WONDERLANE (2022), Xavier de Santos
Sinopse:
Relembrando memórias e histórias dos dias nas ruas a brincar, que agora não são mais a norma, WONDERLANE é uma lembrança nostálgica das curiosas e aventureiras liberdades do passado. Um filme de dança inspirado por um coletivo de fotógrafos que, há cinquenta anos atrás, capturaram ruas e assim, a arte perdida de brincar ao ar livre.
GARDEN SCENES OF YESTERYEAR (2022), Vasco d'Ayala
Sinopse:
A melancolia e aborrecimento de uma jovem rapariga numa família abastada na segunda metade do século XX e as suas constantes tentativas de escapismo a partir de devaneios elaborados. Um retrato da relação alienante de Mara com os pais no seu dia-a-dia e em contextos das inúmeras e repetitivas festas opulentas, sejam estas em luxuosos palácios ou em sua casa. Tudo isto é um crescendo para o desespero de Mara.
BAUPROBE (2022), João Calixto
Sinopse:
Antes do verbo, outras coisas havia. Em volta de rochas, no céu à deriva, desenharam-se números, linhas e círculos.

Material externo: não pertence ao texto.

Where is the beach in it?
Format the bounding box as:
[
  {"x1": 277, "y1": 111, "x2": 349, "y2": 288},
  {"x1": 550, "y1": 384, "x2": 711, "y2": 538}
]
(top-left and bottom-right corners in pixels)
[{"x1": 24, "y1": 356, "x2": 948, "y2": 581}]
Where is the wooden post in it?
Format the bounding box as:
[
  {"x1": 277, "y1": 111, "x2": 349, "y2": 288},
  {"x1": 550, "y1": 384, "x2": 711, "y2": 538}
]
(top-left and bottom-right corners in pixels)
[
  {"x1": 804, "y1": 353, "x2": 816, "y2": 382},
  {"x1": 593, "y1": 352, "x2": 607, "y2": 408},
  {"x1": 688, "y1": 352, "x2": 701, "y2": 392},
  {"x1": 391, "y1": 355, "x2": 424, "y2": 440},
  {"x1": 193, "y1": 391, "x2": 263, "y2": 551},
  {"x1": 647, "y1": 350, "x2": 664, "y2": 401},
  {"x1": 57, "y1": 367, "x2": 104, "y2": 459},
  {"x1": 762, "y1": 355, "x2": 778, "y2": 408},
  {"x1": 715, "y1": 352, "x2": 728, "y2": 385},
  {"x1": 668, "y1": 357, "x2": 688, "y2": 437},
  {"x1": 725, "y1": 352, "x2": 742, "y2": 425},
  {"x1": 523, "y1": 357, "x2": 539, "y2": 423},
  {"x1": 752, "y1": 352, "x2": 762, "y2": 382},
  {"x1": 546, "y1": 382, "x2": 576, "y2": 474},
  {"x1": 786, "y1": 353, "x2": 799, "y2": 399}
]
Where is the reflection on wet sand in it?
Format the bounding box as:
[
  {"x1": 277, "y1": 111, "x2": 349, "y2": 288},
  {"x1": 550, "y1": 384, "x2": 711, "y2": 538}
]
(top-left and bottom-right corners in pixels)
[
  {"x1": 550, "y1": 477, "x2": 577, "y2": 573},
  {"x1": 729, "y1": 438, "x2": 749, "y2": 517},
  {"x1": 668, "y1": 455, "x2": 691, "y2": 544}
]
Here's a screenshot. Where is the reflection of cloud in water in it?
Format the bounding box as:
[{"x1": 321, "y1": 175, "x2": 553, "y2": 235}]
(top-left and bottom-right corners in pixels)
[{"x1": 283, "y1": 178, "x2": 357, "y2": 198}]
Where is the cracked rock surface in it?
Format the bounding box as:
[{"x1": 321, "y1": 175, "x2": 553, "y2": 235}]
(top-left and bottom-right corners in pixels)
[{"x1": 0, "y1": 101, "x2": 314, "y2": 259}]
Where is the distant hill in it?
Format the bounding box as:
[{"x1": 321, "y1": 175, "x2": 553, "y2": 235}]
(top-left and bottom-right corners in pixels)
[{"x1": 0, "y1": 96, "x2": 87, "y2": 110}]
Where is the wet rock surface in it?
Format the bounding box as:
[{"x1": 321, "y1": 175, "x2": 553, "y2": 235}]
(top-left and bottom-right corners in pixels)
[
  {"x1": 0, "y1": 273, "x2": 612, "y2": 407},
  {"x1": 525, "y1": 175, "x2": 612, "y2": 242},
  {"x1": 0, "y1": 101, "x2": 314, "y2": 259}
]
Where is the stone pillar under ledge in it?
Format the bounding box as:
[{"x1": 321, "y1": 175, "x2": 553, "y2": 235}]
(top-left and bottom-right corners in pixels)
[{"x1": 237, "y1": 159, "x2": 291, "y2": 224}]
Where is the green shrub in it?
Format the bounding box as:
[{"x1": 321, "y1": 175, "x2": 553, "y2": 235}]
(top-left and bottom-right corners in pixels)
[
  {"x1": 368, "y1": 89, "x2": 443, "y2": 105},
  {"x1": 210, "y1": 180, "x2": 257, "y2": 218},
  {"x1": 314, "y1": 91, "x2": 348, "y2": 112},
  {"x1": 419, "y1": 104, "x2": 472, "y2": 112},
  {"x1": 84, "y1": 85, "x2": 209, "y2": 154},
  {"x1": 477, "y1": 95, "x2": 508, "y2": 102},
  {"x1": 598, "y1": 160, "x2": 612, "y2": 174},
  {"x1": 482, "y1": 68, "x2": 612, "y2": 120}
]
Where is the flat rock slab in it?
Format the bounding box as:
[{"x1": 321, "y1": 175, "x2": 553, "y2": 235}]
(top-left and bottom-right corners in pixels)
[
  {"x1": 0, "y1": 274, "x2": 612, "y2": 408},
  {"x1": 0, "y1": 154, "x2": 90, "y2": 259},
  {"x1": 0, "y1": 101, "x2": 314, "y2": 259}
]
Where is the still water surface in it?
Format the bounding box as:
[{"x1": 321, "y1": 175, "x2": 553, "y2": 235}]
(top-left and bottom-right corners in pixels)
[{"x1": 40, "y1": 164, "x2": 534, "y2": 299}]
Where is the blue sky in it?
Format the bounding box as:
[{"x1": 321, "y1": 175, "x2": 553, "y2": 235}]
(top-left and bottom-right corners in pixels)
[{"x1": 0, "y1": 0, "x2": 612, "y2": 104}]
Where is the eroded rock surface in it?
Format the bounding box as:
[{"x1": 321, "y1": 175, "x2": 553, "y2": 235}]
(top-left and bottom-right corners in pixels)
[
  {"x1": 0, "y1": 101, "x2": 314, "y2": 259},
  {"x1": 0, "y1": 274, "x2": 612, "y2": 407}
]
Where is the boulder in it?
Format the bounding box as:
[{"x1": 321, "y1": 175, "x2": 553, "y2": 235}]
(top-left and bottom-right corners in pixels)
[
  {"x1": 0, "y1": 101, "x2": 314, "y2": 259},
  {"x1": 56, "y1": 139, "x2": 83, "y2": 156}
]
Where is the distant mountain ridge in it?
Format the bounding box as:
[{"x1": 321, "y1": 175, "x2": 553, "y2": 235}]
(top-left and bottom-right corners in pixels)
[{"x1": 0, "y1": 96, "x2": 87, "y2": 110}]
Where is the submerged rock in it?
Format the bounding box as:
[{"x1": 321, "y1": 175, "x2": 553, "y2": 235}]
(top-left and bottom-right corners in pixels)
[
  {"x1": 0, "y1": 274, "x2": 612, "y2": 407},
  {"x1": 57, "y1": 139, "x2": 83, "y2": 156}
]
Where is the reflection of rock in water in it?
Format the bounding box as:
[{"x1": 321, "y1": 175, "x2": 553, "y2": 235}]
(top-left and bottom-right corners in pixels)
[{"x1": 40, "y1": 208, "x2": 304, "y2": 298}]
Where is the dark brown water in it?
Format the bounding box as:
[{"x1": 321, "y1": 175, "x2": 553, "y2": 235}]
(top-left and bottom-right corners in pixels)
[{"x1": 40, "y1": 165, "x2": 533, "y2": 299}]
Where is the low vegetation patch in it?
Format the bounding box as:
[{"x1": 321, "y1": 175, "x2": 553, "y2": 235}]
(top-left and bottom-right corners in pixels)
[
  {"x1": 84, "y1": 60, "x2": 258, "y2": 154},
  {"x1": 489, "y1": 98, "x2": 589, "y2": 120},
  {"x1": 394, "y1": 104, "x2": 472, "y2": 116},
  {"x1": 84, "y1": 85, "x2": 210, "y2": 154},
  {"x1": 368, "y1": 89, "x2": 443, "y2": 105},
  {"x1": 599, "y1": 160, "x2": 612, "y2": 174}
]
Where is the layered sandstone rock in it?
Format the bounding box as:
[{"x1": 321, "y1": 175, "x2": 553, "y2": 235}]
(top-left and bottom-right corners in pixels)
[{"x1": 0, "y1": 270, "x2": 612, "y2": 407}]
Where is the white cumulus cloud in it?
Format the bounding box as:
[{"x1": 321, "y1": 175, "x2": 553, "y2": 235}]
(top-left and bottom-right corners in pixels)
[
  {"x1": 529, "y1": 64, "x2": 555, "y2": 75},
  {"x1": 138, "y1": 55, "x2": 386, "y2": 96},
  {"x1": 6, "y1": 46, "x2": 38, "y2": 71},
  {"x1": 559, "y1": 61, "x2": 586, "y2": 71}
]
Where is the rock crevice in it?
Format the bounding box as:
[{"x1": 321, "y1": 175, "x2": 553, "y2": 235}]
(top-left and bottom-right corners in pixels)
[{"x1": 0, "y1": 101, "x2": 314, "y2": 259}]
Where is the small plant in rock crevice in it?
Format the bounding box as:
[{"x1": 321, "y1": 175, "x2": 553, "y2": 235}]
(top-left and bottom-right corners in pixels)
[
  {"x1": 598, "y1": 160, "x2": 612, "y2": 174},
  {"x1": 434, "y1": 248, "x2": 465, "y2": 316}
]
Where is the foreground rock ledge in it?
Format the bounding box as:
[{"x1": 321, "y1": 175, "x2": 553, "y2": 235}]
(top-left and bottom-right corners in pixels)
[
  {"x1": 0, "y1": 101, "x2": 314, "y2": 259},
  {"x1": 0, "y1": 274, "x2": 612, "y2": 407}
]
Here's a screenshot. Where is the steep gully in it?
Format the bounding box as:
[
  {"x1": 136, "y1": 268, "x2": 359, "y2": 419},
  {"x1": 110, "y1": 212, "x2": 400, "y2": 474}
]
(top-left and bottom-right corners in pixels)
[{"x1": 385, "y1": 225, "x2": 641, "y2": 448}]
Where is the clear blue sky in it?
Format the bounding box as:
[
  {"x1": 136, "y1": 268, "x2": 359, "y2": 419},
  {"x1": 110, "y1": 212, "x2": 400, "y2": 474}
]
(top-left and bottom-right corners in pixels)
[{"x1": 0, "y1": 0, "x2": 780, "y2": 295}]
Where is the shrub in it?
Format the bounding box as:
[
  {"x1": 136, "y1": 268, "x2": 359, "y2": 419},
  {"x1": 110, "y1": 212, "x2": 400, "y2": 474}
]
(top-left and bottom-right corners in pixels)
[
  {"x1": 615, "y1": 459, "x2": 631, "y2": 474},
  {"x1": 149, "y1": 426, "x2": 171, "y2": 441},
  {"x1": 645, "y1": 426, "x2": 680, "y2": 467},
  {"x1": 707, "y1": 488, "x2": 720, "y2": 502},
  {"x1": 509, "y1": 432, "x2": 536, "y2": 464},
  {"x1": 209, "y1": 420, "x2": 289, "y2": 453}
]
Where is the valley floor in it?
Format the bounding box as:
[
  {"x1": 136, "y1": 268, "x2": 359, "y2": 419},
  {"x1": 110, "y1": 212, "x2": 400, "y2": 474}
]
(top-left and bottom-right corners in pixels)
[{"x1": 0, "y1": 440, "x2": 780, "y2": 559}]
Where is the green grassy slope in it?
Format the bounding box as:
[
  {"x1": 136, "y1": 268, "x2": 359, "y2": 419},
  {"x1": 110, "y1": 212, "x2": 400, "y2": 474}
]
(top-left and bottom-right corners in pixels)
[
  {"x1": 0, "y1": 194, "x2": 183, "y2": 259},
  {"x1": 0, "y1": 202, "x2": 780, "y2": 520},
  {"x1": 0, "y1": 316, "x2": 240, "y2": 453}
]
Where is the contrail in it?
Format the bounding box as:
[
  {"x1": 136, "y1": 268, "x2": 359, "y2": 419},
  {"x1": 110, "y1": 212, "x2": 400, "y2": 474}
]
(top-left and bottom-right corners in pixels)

Rasgaram-se teorias. Em experiências simples, o carnaval abriu-se quando as mãos foram em busca de ideias que apenas existem nas coisas. No início era o papel.
IMPRESSIONS OF LIGHT (2022), Juliana Julieta
Sinopse:
O trabalho partiu de um fascínio por superfícies refletoras como forma de compreender a própria identidade como algo sempre contextual, mutável, distorcível, fragmentária, metamórfica ou, simplesmente, altamente reflexiva e em permanente recriação. Ondas a cair, desintegrando o todo, recompondo-se e mantendo uma certa unidade constitutiva/fundadora, mesmo para algo que está sempre em fluxo, tomando novas formas e manifestações. “el camiño és una red” instável, cheio de ligações rizomáticas, algo que tecemos à medida que avançamos.
PERHAPS THE BUTTERFLIES MURDERED HIM (2019), Maria Leal
Sinopse:
Para X o mundo é uma constante, algo já definido. Após ler a fábula “The Butterfly Dream” a sua realidade é distorcida. Vagueando pelas ruas frias, X questiona-se se o que está a viver é real ou uma mera ilusão.
SOMEWHERE IN OUTERSPACE THIS MIGHT BE HAPPENING SOMEHOW (2019), Paulo Malafaya
Sinopse:
Um poema visual onde documento e reflito à cerca do último ano e meio da minha vida, selecionando e organizando vídeos que tenho filmado com a minha câmara portátil desde a época. Uma ode a mim mesmo e ao que me rodeou este tempo, influenciada pelos filmes diarísticos de Jonas Mekas e pelo caráter introspetivo e intimista presente no monólogo do filme “Container” de Lukas Moodysson.
AZUL E PRATA (2020), João Coroa Justino
Sinopse:
Sete anos de filmagens pessoais transfiguradas num poema cinematográfico em sete estrofes, Azul e Prata propõe um olhar pessoal sobre o intangível e o desconhecido, impulsionado pelo desejo latente de trabalhar conceitos como o tempo e a memória, o dia e a noite, a vida e a morte.
HOW TO BE A CANDID WOMAN (2022), Francisca Dores
Sinopse:
Crítica à representação e educação das mulheres, ao longo dos anos, através do cinema e dos meios de comunicação social.
ULTIMATE BLISS (2022), Miguel de Jesus
Sinopse:
“Querida Marisa, Agora, um planeta inteiro nos separa. 17990 quilómetros, para ser preciso. No limiar deste paraíso, só há uma coisa que posso fazer. Esperar. E por fim, o Ultimate Bliss virá ao nosso encontro, baby.” Um filme-diário e um exercício de memória, sobre um futuro que tem tanto de remoto como de selvagem.
A STRAIGHT STORY (2021), João Garcia Neto
Sinopse:
Uma viagem de comboio entre Poznań e Lublin, na Polónia, transforma-se, em A Straight Story, num ensaio foto-fílmico intimista e cinéfilo.